# VISICO VT-300P



## Naz (May 28, 2014)

Hey guys, did anyone try the Visico VT-300P AC/DC? Whats the highest sync speed? 
Im looking for a cheap stobe I can use outdoors while shooting on a shutter speed around 1/1250.


----------



## tirediron (May 28, 2014)

The highest sync speed will be your camera's native sync speed; 1/250 or less for 99% of cameras out there today.  If you want to use high-speed sync, then you're going to need either a speedlight from your  camera maker, or one of a very limited number of third party units.


----------



## Naz (May 28, 2014)

tirediron said:


> The highest sync speed will be your camera's native sync speed; 1/250 or less for 99% of cameras out there today.  If you want to use high-speed sync, then you're going to need either a speedlight from your  camera maker, or one of a very limited number of third party units.



Im using canon 60D. Do you mean I should use a third party like pocket wizard to get HSS?
If so, then I would need two of the pocket wizard FlexTT5, one on the camera and the other on the flash.
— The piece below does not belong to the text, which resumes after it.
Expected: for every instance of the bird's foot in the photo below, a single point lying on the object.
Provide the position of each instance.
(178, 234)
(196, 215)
Is that right?
What other triggers similar to the pocket wizard FlexTT5 with a less price.


----------



## TCampbell (May 28, 2014)

When cameras take photos at high shutter speed, they don't actually completely open the shutter.  The focal plane shutter has two doors and they slide apart to create a gap.  That gap "sweeps" across the sensor to expose the image.  The speed that the doors move never changes... only the delay between the time door #1 starts opening and when door #2 starts to follow will change. 

The flash "sync" speed is the fastest speed at which there is enough time for door #1 to open completely without door #2 needing to close.  At that point -- with the sensor completely exposed -- the flash can fire and every pixel on the sensor will get the benefit of the flash.
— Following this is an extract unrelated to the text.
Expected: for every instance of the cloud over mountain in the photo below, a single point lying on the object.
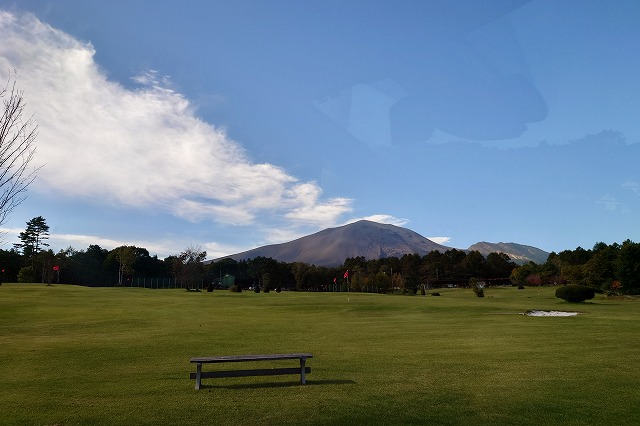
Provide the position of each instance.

In "high speed sync" mode, the flash has to pulse while the doors are sweeping across the sensor so that every point on the image sensor will have received the same amount of light.  But the down-side to this is that means the flash cannot fire all of it's stored energy in just one burst... it has to save enough up enough energy to fire all the required bursts without needing to recycle the capacitors.  This means you don't get to use as much light when you use high-speed sync.  You can compensate by clustering groups of flashes together (they actually make flash mounts that are designed to allow you to cluster 3 or 6 flashes on one mount so they can all fire at the same time.)
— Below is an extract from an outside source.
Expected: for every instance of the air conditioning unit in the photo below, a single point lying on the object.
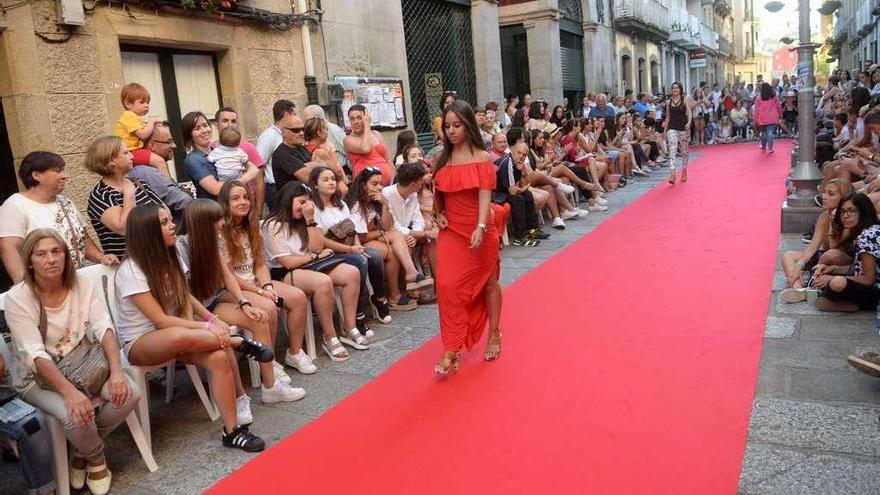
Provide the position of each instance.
(335, 93)
(71, 13)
With PocketWizard, you need a minimum of two components.  The "Flex" (and these are made for both Canon E-TTL and Nikon iTTL so you have to make sure you get the right model for your camera) can be EITHER a transmitter or a receiver.  You'd put one on camera and the other would be remote with the flash.  But PocketWizard also makes a slightly smaller transmitter-only unit called the "Mini".  You can use a MiniTT1 and FlexTT5 together instead of two FlexTT5's.  While there are lots of radio-controlled trigger systems, very few support E-TTL ... but the PocketWizard Mini & Flex system does (well the Canon version does... the Nikon version supports iTTL).   The downside is... these things don't come cheap.

I had planned to buy the PocketWizard Mini/Flex system when Canon introduced their radio technology flash system.  I found that I could buy a Canon ST-E3-RT (that's the on-camera controller) and Speedlite 600EX-RT (I own a few of these) for not much more than the native 580EX II speedlites that I was using combined with the cost of PocketWizards and there were some integration benefits for using the Canon system.  I opted for the Canon system.


----------



## Scatterbrained (May 28, 2014)

If you want to use a superfast shutter speed with a studio strobe, you need to look into "hypersync".     Hypersync basically uses the "tail" of the flash duration for the exposure.  You lose a lot of power, but gain a very fast shutter speed.  Triggers like the Phottix Odins and PocketWizard will let you achieve this via programmable delays.  Granted Hypersync® is a trademarked term, so when you search for it you'll get a lot of PocketWizard links.    Phottix refers to it as OverDrive.


----------



## Naz (May 29, 2014)

The Visico VT-300P has a flash duration of 1/800 to 1/1200s, does that mean I can't go above 1/1200 even when using the pocketwizard flexTT5?


----------